A composite electrochemical-thermal model for the determination of thermal profiles of lithium-ion cell for electric vehicle application

The present work is to describe the electrochemical-thermal profiles of a Li-ion cell of a battery pack for an electric vehicle application considering a realistic drive-cycle. For this investigation, a tropical country like India is considered. The atmospheric temperature varies at different locations of India, and hence, a range of temperatures (25–55°C) is taken into consideration for the study. An electrochemical-thermal model featuring physics laws has been considered as it can provide all the electrochemical kinetics and side reactions to get more accurate results. The two-way coupled electrochemical-thermal model consisting of a 1-dimensional electrochemical model for heat generation and a 2D thermal model to show temperature distribution over the cell is developed. Thermal contact resistance is modeled which is formed in between the battery electrode coatings and current collectors due to imperfect contact at the time of electrode fabrication.

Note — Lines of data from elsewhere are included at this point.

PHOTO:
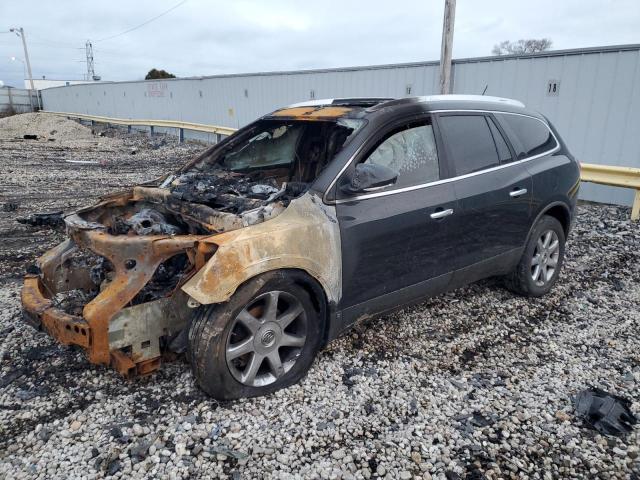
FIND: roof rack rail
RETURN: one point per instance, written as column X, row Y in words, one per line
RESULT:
column 356, row 102
column 472, row 98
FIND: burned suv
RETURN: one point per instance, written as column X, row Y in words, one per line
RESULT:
column 271, row 243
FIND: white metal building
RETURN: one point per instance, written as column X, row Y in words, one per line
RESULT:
column 591, row 95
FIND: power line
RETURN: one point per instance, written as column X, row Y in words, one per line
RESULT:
column 143, row 23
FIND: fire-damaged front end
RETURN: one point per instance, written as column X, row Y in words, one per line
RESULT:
column 123, row 286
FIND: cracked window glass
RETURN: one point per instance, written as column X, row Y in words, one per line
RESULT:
column 411, row 153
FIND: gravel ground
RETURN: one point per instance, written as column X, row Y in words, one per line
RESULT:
column 473, row 384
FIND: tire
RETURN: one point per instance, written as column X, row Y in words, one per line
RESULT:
column 219, row 334
column 526, row 279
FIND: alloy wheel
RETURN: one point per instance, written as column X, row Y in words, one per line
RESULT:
column 545, row 258
column 266, row 338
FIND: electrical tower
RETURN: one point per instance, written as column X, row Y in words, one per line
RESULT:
column 91, row 74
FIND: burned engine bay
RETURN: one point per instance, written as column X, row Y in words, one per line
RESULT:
column 114, row 287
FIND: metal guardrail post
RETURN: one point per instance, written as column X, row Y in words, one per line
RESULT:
column 626, row 177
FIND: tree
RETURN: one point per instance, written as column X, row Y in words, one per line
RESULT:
column 531, row 45
column 155, row 74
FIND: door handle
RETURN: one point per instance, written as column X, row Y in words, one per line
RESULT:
column 517, row 193
column 442, row 213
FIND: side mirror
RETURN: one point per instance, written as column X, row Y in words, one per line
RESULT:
column 368, row 177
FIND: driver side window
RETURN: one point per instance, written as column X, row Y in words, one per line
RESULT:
column 411, row 153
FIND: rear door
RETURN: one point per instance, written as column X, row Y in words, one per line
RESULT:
column 493, row 193
column 393, row 250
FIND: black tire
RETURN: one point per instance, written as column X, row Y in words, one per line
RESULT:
column 521, row 280
column 213, row 325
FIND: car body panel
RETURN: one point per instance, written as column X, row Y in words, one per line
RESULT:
column 305, row 236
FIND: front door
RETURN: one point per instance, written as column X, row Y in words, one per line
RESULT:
column 396, row 242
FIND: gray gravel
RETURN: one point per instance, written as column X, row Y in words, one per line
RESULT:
column 472, row 384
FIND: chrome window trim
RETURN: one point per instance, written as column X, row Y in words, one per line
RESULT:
column 446, row 180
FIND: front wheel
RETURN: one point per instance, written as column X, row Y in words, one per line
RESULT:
column 263, row 339
column 541, row 261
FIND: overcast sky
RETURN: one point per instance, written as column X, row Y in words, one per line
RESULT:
column 211, row 37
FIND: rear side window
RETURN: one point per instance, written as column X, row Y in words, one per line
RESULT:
column 504, row 154
column 471, row 143
column 529, row 136
column 412, row 153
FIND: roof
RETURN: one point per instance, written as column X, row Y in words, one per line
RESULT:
column 331, row 108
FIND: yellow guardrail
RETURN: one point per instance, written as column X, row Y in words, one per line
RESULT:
column 627, row 177
column 180, row 126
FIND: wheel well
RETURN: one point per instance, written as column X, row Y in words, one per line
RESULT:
column 317, row 294
column 560, row 213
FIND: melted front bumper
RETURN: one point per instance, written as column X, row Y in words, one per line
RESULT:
column 134, row 260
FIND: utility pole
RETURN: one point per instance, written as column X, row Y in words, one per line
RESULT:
column 91, row 74
column 20, row 33
column 447, row 46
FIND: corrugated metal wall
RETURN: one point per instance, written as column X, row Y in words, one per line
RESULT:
column 591, row 95
column 16, row 100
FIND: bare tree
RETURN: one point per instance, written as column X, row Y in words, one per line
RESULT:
column 531, row 45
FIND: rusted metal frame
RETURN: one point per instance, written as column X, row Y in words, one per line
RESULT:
column 68, row 329
column 135, row 260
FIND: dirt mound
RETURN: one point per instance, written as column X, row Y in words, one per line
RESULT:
column 46, row 127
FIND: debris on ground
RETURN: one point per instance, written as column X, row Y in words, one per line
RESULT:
column 608, row 414
column 42, row 127
column 53, row 220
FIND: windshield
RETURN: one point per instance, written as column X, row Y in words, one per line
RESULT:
column 290, row 150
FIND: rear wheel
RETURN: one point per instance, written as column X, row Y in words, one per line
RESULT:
column 541, row 261
column 263, row 339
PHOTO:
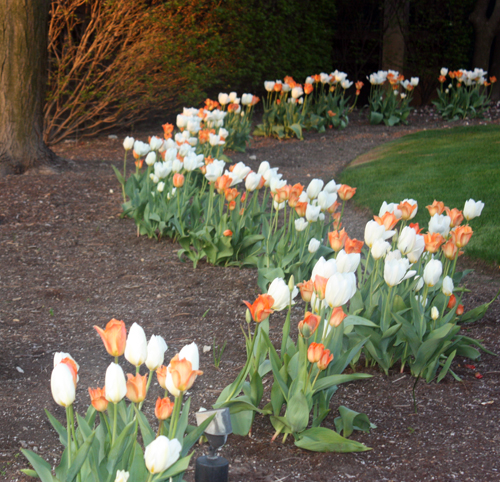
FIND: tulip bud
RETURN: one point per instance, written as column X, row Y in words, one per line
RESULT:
column 62, row 385
column 337, row 317
column 136, row 349
column 98, row 398
column 136, row 387
column 432, row 272
column 161, row 453
column 309, row 325
column 163, row 408
column 314, row 352
column 115, row 384
column 325, row 360
column 156, row 352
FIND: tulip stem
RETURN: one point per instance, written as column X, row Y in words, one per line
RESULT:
column 175, row 416
column 115, row 419
column 147, row 388
column 69, row 435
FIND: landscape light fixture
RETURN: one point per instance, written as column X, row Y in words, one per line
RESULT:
column 211, row 467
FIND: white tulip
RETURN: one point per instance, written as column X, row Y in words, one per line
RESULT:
column 440, row 223
column 432, row 272
column 162, row 453
column 324, row 268
column 472, row 209
column 252, row 181
column 448, row 286
column 312, row 213
column 115, row 383
column 314, row 188
column 347, row 263
column 136, row 348
column 280, row 292
column 406, row 240
column 340, row 288
column 156, row 352
column 301, row 224
column 62, row 385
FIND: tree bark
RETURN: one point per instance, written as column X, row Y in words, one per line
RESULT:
column 485, row 30
column 23, row 75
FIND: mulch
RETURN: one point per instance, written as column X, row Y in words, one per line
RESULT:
column 68, row 262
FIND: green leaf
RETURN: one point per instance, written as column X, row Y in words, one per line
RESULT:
column 81, row 457
column 350, row 420
column 446, row 366
column 327, row 382
column 297, row 412
column 321, row 439
column 42, row 468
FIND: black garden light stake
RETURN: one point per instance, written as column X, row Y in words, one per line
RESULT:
column 211, row 467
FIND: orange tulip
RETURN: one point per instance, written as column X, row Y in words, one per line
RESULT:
column 301, row 208
column 261, row 308
column 178, row 180
column 98, row 398
column 407, row 209
column 161, row 375
column 222, row 183
column 309, row 324
column 456, row 216
column 337, row 239
column 461, row 235
column 416, row 227
column 346, row 192
column 308, row 88
column 231, row 194
column 325, row 360
column 449, row 250
column 388, row 220
column 337, row 317
column 164, row 408
column 315, row 351
column 320, row 286
column 306, row 290
column 433, row 241
column 437, row 207
column 282, row 194
column 114, row 337
column 353, row 245
column 183, row 375
column 136, row 387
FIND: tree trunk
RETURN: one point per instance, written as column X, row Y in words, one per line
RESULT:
column 23, row 75
column 485, row 30
column 396, row 15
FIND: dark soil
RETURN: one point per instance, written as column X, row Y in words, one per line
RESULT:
column 68, row 262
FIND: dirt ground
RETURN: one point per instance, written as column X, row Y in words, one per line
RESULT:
column 68, row 262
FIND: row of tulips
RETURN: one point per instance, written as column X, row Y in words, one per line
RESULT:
column 463, row 93
column 268, row 224
column 399, row 305
column 110, row 450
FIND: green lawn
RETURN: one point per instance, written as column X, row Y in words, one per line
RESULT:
column 450, row 165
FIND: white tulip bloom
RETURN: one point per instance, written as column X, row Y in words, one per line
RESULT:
column 472, row 209
column 162, row 453
column 136, row 348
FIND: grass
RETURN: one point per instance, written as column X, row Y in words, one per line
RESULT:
column 450, row 165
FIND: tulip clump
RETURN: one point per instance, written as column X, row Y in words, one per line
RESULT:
column 115, row 438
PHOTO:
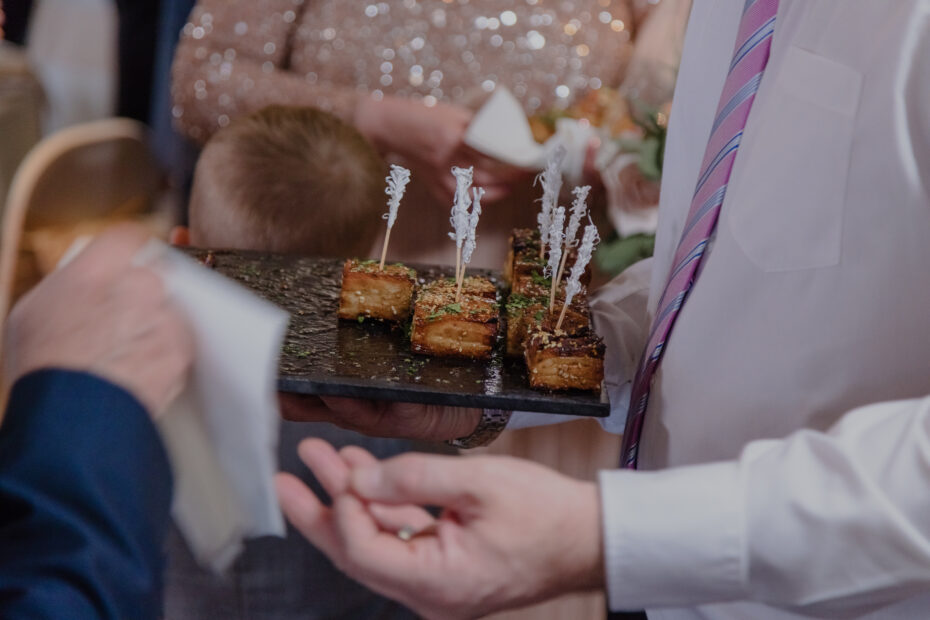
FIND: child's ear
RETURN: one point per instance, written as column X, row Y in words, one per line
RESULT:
column 180, row 236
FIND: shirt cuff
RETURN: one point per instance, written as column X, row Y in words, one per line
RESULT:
column 673, row 538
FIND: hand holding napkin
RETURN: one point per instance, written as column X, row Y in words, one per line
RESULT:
column 222, row 432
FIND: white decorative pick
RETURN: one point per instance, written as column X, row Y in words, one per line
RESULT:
column 555, row 251
column 555, row 237
column 551, row 180
column 396, row 185
column 579, row 210
column 469, row 247
column 573, row 284
column 459, row 219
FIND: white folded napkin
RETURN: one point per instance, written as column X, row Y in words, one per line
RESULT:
column 500, row 129
column 221, row 433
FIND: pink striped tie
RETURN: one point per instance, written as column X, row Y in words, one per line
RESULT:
column 749, row 59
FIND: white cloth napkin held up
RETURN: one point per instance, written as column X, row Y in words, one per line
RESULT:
column 500, row 129
column 221, row 433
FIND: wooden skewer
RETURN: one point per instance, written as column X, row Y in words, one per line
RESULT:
column 387, row 238
column 458, row 271
column 562, row 265
column 552, row 295
column 458, row 291
column 558, row 325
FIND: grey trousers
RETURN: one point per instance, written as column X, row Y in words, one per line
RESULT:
column 281, row 579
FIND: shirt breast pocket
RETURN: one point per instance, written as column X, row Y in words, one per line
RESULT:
column 788, row 192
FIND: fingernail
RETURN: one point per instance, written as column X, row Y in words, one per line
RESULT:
column 366, row 480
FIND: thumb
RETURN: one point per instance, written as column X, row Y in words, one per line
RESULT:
column 419, row 479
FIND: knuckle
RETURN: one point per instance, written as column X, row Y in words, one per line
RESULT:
column 410, row 473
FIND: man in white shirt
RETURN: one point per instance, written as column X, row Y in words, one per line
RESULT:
column 777, row 498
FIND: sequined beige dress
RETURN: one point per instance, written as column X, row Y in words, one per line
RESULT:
column 238, row 56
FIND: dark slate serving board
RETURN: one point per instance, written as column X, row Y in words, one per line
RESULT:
column 325, row 356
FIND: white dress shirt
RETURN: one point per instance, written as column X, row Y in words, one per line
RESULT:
column 812, row 302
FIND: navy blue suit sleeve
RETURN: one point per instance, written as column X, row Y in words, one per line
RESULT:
column 85, row 491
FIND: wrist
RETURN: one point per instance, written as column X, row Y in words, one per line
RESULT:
column 585, row 556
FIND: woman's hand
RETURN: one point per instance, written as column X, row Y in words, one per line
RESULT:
column 381, row 418
column 511, row 532
column 430, row 139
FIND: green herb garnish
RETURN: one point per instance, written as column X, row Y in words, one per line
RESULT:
column 541, row 280
column 455, row 308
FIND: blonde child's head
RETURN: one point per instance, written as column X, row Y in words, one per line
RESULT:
column 291, row 180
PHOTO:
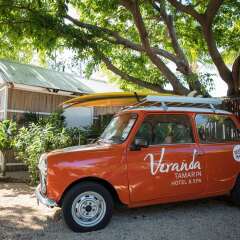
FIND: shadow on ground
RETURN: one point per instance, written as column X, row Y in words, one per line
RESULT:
column 21, row 218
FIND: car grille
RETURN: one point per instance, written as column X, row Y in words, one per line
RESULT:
column 43, row 183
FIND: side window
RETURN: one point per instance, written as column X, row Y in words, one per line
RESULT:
column 145, row 132
column 166, row 129
column 216, row 128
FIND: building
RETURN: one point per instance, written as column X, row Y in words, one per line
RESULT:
column 26, row 88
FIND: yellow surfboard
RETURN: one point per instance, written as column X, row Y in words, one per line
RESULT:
column 107, row 99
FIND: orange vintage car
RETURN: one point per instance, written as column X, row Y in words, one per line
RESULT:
column 164, row 149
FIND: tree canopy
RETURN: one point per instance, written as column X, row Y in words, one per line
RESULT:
column 149, row 43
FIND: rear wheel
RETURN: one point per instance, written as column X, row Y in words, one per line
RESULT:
column 87, row 207
column 235, row 193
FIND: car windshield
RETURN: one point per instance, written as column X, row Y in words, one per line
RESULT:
column 119, row 128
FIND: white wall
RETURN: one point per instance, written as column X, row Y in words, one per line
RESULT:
column 78, row 117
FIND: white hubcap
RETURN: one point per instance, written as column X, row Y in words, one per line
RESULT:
column 88, row 209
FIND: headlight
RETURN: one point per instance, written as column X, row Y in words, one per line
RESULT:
column 42, row 165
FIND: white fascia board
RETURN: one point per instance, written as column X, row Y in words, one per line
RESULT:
column 42, row 90
column 180, row 99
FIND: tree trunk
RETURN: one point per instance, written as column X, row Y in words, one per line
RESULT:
column 3, row 164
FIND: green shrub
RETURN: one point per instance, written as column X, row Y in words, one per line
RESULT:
column 7, row 133
column 46, row 135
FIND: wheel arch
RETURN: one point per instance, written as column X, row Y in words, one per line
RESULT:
column 100, row 181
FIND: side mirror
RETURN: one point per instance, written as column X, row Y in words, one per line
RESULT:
column 138, row 144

This model is first tested with standard charge–discharge profiles at different C-rates, and thereafter, it is validated with the experimental results. Finally, the model is tested with a standard drive-cycle called modified Indian driving cycle, and the results are analyzed. Comments are made on the state of charge (SoC) of Li-ion cell as well as SoC of electrodes. The temperature profiles of the cell show a range of ambient temperatures, and results are reported.